Del Greco became the head men's golf coach at Samford University in 2014, a position he has held ever since. In 12 years under Del Greco, Samford has found success, including top-five finishes in the 2016 Folino Classic and 2024 Big Blue Intercollegiate.

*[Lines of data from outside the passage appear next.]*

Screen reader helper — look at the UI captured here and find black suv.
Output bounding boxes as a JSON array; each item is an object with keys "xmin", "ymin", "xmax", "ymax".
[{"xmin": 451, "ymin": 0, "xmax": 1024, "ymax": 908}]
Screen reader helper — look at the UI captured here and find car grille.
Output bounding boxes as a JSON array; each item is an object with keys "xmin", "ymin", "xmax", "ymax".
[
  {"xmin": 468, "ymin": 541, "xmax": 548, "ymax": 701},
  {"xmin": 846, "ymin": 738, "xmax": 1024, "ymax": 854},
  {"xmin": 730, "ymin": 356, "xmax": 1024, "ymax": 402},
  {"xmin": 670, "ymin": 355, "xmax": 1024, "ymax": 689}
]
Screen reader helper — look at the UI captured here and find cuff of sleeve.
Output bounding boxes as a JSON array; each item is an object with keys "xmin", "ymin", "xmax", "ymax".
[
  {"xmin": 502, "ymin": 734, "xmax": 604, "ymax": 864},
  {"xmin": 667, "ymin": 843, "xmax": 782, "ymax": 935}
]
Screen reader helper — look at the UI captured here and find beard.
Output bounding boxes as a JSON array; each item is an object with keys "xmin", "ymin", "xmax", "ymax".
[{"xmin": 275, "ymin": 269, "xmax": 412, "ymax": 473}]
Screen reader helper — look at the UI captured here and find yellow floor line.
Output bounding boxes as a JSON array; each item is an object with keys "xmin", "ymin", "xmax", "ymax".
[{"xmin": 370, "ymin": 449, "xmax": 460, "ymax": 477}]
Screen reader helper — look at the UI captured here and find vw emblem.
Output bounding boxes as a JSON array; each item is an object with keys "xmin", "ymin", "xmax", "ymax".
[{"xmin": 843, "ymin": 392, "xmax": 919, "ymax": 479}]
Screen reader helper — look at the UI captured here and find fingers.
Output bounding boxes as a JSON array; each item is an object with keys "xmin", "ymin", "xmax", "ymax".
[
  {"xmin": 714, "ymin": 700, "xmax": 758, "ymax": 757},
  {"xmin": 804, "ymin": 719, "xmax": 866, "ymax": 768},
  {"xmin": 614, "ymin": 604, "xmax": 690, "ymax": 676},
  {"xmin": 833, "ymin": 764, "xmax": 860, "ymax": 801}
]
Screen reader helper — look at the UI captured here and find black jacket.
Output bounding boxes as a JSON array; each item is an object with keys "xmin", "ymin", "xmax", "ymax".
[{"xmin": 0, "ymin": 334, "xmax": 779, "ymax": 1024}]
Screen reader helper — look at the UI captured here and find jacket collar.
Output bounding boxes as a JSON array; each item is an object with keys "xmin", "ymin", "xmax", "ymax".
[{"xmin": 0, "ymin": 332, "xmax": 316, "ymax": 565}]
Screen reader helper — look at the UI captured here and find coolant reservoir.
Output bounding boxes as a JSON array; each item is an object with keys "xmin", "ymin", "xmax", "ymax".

==Career regular season statistics==
Career high/best bolded

Regular season statistics
Season: Team (record); G; FGM; FGA; %; <20; 20-29; 30-39; 40-49; 50+; LNG; BLK; XPM; XPA; %; PTS
1984: GB (8–8); 9; 9; 12; 75.0; 0–0; 2–2; 3–4; 4–5; 0–1; 45; 0; 34; 34; 100.0; 61
1985: GB (8–8); 16; 19; 26; 73.1; 0–0; 10–12; 4–4; 5–9; 0–1; 46; 0; 38; 40; 95.0; 95
1986: GB (4–12); 16; 17; 27; 63.0; 0–0; 8–8; 4–6; 3–9; 2–4; 50; 0; 29; 29; 100.0; 80
1987: GB (5–9–1); 5; 5; 10; 50.0; 0–0; 1–2; 2–4; 2–4; 0–0; 47; 0; 11; 11; 100.0; 26
1987: SLC (7–8); 3; 4; 5; 80.0; 0–0; 2–3; 2–2; 0–0; 0–0; 37; 0; 8; 9; 88.9; 20
1988: PHO (7–9); 16; 12; 21; 57.1; 1–1; 4–6; 3–3; 3–9; 1–2; 51; 0; 42; 44; 95.5; 78
1989: PHO (5–11); 16; 18; 26; 69.2; 0–0; 7–7; 5–6; 5–11; 1–2; 50; 0; 28; 29; 96.6; 82
1990: PHO (5–11); 16; 17; 27; 63.0; 1–1; 4–4; 7–10; 3–6; 2–6; 50; 0; 31; 31; 100.0; 82
1991: HOU (11–5); 7; 10; 13; 76.9; 1–1; 4–5; 2–3; 2–3; 1–1; 52; 0; 16; 16; 100.0; 46
1992: HOU (10–6); 16; 21; 27; 77.8; 3–3; 8–9; 5–6; 4–8; 1–1; 54; 0; 41; 41; 100.0; 104
1993: HOU (12-4); 16; 29; 34; 85.3; 0–0; 13–13; 8–9; 4–5; 4–7; 52; 0; 39; 40; 95.5; 126
1994: HOU (2-14); 16; 16; 20; 80.0; 0–0; 4–5; 4–4; 7–8; 1–3; 50; 0; 18; 18; 100.0; 66
1995: HOU (7–9); 16; 27; 31; 87.1; 3–3; 3–3; 8–8; 10–12; 3–5; 53; 0; 33; 33; 100.0; 114
1996: HOU (8–8); 16; 32; 38; 84.2; 0–0; 7–7; 14–16; 10–12; 1–3; 56; 1; 35; 35; 100.0; 131
1997: TEN (8–8); 16; 27; 35; 77.1; 2–2; 6–6; 10–11; 7–14; 2–2; 52; 0; 32; 32; 100.0; 113
1998: TEN (8-8); 16; 36; 39; 92.3; 1–1; 8–8; 15–15; 12–15; 0–0; 48; 0; 28; 28; 100.0; 136
1999: TEN (13–3); 16; 21; 25; 84.0; 1–1; 8–8; 7–9; 4–6; 1–1; 50; 0; 43; 43; 100.0; 106
2000: TEN (13–3); 16; 27; 33; 81.8; 0–0; 13–15; 7–8; 6–9; 1–1; 50; 0; 37; 38; 97.4; 118
Career (17 seasons): 248; 347; 449; 77.3; 13–13; 112–123; 110–128; 91–145; 21–40; 56; 1; 543; 551; 98.5; 1584

===Oilers/Titans franchise records===
- Most all-time field goals made (246)
- Most all-time extra points made (322)
- Most all-time points scored (1,060)

==Celebrity golf==
Del Greco has competed at the American Century Championship, an annual competition to determine the best golfers among American sports and entertainment celebrities. He won the tournament in 1998 and has a total of ten top ten finishes. It was in 2000 when Del Greco's 7 under par 65, gave him the 2000 trophy. The tournament, televised by NBC in July, is played at Edgewood Tahoe Golf Course in Lake Tahoe, Nevada.